La première constatation est l'absence flagrante des femmes des cercles décisionnaires dans la plupart de toutes ces instances ou institutions. les hommes, bien que largement minoritaires au sein du mouvement, et ce à l'échelle mondiale, détiennent la quasi-totalité des postes clés de décision et de commandement. On peut contester la nature des pouvoirs réels conférés aux dirigeants des organisations, arguant qu'il s'agit de fonctions honoraires, informelles ou encore d'ordre religieuses. Mais force est de constater que les institutions sont également des entités économiques dotées de moyens qui sont organisés, rationalisés et contrôlés par des hommes et non des femmes. Force est également de constater que l'écrasante majorité des vice-présidents japonais au sein des instances dirigeantes de SG au Japon est masculine et que la presque totalité des personnalité publiques agissantes et influentes au sein des organisations toutes nationalités confondues sont encore des hommes.

La deuxième observation repose sur le fait que le rôle des femmes, bien que mis en avant par ce commentaire (et bien d'autres écrits et discours par le passé), est très nettement circonscrit à une vision japonaise traditionnelle de la femme dans la société. Essentiellement attachée (pour ne pas dire enchaînée) au foyer et à la famille, le rôle de la femme ne dépasse que rarement la frontière des activités domestiques et surtout l'éducation et le soin apporté aux enfants. L'impact social au travers d'une carrière professionnelle, d'une activité politique ou sociale ou même au travers d'une contribution civile locale n'est jamais abordé sinon au travers des "activités" militantes bénévoles au service de l'organisation religieuse. En schématisant on pourrait dire que le portrait de la femme au sein de la SGI est essentiellement celui de la mère de famille impliquée dans des activités d'aumônerie et de catéchèse.

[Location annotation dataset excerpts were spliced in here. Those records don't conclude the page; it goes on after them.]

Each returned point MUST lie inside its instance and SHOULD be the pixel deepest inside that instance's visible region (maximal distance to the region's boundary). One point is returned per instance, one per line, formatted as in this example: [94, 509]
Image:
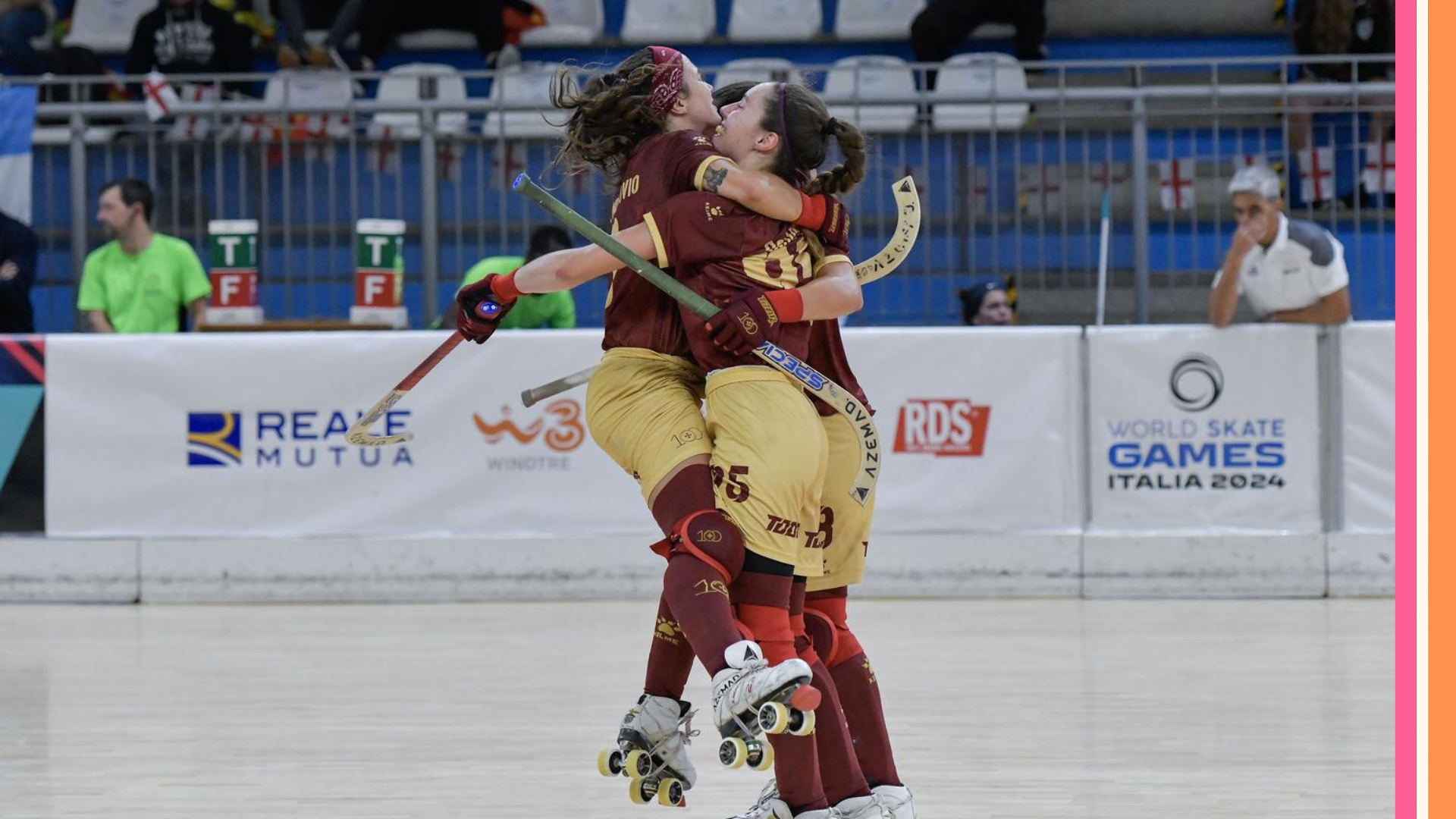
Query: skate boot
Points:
[897, 800]
[653, 751]
[750, 697]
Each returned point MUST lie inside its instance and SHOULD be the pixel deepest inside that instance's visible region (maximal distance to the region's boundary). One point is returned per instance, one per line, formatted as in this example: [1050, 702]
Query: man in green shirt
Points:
[532, 311]
[140, 280]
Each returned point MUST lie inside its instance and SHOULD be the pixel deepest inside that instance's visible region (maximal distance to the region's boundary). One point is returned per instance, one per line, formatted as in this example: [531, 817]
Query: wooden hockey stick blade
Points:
[359, 433]
[908, 228]
[874, 268]
[807, 376]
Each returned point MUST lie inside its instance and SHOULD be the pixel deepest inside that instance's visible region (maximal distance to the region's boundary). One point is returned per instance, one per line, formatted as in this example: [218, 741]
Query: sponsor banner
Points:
[981, 428]
[245, 436]
[1193, 428]
[1367, 384]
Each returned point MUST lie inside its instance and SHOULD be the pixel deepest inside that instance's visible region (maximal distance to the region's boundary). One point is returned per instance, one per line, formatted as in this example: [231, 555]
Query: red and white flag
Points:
[1041, 190]
[161, 96]
[1175, 184]
[1316, 174]
[1379, 172]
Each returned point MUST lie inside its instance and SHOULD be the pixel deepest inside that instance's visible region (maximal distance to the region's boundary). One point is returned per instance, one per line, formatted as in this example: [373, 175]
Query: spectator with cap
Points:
[1289, 270]
[986, 303]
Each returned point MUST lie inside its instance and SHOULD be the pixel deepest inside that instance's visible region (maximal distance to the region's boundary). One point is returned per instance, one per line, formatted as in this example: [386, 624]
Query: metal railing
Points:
[1015, 196]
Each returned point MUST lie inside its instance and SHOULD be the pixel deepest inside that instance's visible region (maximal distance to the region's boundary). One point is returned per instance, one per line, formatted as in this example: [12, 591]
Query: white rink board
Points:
[1194, 428]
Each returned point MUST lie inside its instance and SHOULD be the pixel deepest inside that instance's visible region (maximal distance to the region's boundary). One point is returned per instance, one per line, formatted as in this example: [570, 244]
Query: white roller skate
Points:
[897, 800]
[653, 751]
[750, 697]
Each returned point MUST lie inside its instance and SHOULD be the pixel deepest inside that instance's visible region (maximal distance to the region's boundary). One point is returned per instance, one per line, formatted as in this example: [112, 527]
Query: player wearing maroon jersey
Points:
[769, 445]
[642, 124]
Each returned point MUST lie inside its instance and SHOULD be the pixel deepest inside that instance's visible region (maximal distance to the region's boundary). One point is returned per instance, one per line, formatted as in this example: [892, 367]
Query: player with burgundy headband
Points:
[644, 124]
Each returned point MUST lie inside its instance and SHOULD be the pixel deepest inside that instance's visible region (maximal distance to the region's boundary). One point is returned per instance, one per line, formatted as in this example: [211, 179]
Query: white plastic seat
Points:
[414, 82]
[758, 71]
[981, 74]
[875, 19]
[107, 25]
[669, 22]
[875, 93]
[775, 20]
[525, 83]
[568, 22]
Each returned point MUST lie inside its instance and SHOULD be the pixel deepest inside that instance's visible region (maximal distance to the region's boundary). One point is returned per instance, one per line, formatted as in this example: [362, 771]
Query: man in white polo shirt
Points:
[1289, 270]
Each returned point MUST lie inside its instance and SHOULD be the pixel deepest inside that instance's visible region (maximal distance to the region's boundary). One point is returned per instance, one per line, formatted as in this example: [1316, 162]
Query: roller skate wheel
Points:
[764, 760]
[733, 752]
[801, 723]
[638, 764]
[670, 793]
[774, 717]
[641, 792]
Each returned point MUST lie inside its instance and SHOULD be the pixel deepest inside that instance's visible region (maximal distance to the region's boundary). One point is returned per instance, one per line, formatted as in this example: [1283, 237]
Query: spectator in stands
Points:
[1289, 270]
[986, 303]
[140, 280]
[340, 17]
[22, 20]
[532, 311]
[1341, 27]
[190, 37]
[18, 249]
[944, 24]
[495, 24]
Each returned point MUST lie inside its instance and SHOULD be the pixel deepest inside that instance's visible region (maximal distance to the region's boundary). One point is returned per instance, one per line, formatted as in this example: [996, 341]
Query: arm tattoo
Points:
[712, 178]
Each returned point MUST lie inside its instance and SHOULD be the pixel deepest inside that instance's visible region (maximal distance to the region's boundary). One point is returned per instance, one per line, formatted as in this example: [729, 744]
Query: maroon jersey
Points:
[827, 356]
[638, 314]
[720, 249]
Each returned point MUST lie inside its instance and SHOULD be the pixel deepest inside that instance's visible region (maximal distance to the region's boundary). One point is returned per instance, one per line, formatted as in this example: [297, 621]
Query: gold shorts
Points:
[843, 529]
[645, 411]
[769, 461]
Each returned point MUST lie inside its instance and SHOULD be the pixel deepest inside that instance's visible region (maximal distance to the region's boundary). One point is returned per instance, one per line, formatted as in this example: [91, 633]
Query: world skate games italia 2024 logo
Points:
[943, 428]
[290, 439]
[541, 442]
[1196, 447]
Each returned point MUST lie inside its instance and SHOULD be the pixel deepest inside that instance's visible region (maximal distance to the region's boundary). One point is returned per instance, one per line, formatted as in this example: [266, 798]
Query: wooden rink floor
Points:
[999, 708]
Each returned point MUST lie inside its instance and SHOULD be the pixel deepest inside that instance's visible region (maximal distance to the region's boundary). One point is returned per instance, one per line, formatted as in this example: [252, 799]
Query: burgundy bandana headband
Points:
[667, 80]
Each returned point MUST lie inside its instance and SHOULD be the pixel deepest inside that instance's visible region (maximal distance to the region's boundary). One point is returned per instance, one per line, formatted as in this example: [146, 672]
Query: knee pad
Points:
[710, 537]
[832, 613]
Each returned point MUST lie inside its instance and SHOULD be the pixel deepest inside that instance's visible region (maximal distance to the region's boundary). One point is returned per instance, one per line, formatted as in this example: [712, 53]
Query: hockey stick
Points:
[880, 265]
[830, 392]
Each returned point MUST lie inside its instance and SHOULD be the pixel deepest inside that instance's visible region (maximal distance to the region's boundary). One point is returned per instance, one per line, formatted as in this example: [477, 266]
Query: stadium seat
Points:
[875, 19]
[403, 83]
[568, 22]
[107, 25]
[881, 85]
[758, 71]
[525, 83]
[979, 74]
[669, 20]
[775, 20]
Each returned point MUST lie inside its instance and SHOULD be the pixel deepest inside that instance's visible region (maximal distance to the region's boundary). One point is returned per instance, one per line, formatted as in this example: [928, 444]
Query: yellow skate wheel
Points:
[641, 792]
[638, 764]
[733, 752]
[609, 763]
[764, 760]
[670, 793]
[774, 717]
[801, 723]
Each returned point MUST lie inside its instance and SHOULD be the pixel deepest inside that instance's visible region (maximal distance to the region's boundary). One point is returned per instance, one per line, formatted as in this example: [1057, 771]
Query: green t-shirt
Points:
[532, 311]
[143, 293]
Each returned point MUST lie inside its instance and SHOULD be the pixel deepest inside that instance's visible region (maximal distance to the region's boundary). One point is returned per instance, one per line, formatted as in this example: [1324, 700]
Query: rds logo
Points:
[943, 426]
[564, 431]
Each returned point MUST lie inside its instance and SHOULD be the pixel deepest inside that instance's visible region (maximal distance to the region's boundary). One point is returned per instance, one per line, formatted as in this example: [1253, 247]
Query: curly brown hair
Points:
[609, 117]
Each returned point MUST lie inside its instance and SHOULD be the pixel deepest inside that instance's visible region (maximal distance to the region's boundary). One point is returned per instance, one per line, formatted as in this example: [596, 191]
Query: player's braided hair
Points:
[804, 129]
[609, 117]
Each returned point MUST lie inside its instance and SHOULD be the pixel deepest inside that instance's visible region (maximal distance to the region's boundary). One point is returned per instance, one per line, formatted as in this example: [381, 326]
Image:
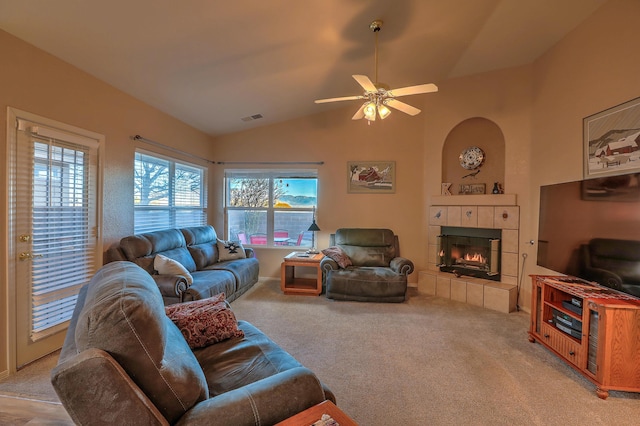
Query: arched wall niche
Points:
[480, 132]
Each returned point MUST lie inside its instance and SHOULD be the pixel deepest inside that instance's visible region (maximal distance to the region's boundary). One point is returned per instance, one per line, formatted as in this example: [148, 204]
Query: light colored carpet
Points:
[428, 361]
[431, 361]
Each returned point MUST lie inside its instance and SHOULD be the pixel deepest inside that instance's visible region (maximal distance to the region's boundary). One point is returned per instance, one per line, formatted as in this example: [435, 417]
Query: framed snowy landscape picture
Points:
[611, 141]
[374, 177]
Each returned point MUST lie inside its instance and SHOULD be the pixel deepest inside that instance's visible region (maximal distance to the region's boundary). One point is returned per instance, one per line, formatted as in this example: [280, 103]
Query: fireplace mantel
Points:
[490, 211]
[474, 200]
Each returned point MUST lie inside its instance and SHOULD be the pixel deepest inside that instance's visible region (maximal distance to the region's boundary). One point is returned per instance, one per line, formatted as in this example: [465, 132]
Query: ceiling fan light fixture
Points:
[383, 111]
[370, 111]
[378, 97]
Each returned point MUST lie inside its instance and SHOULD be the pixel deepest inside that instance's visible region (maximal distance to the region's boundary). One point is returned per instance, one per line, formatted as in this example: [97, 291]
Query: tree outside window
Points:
[272, 208]
[167, 194]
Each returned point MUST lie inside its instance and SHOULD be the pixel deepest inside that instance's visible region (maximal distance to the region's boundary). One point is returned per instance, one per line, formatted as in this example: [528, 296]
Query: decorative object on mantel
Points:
[611, 140]
[377, 95]
[374, 177]
[472, 189]
[472, 157]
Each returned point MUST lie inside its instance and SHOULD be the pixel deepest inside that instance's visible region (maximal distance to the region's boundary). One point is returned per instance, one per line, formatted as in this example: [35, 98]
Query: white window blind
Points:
[167, 193]
[58, 212]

Enfin la troisième observation repose sur l'injonction paradoxale sur laquelle repose ce discours permanent qui flatte les femmes d'un côté et leur interdit une réelle prise de contrôle des opérations sous prétexte de compassion. En effet, le commentaire cité en référence pose clairement l'opposition entre la compassion et l'intérêt personnel, associé aux calculs et aux rivalités. La compassion apparaît alors comme une forme d'abnégation absolue qui impose l'endurance, la tolérance totale et la persistance comme seul moyen d'action pour faire changer les choses, pour sortir de la souffrance. Cet air a quelque chose de familier et la musique nous est jouée depuis l'avènement de l'ère chrétienne. Bref, la pieuse mère de famille sera également silencieuse, sublime figure de la mater dolorosa si chère à nos sociétés catholiques romaines.

A la lumière de ce commentaire des lettres de Nichiren, on comprend une fois encore la difficulté que les femmes rencontrent à sortir des schémas patriarcaux, insidieux, subtils et omniprésents qui truffent les exégèses et les interprétations, voire les traductions. Il n'est pas ici question de dire que Nichiren, personnalité du 13e siècle japonais est un affreux macho. Il est question ici de comprendre que les hommes de notre siècle et qui organisent la pratique du bouddhisme de Nichiren sont prisonniers d'une phallocratie à peine masquée.

Ce qui m'interroge encore davantage est de comprendre pourquoi les dirigeants de l'organisation Soka continuent de prendre leur rôle dirigeant au sérieux et de perpétuer une tradition patriarcale qui n'a plus lieu d'être. C'est du moins, à mots couverts l'invitation que leur fait le maître de l'organisation Soka, ou du moins son président honoraire. A défaut de comprendre au bout de dizaines d'années de répétition, il aurait suffit de lire pour permettre l'émergence d'un nouveau dispositif laïque, d'un nouvel esprit plus proche de la parité proposée par les enseignements du sûtra du Lotus, pourtant vieux de deux millénaires.

Mais peut-être le problème ne se situe pas dans le comportement des mâles en mal d'autorité. Peut-être faudrait-il se tourner vers l'autre sexe et se demander d'où vient cette incompréhensible passivité et son incroyable soumission à la plus vieille dictature de l'histoire...


* J'utilise reconnaissance pour traduire requital qui a trois sens en anglais : 1. Juste rétribution punitive, 2. Rendre une faveur à quelqu'un, 3. Répondre à (en amour ou en affection).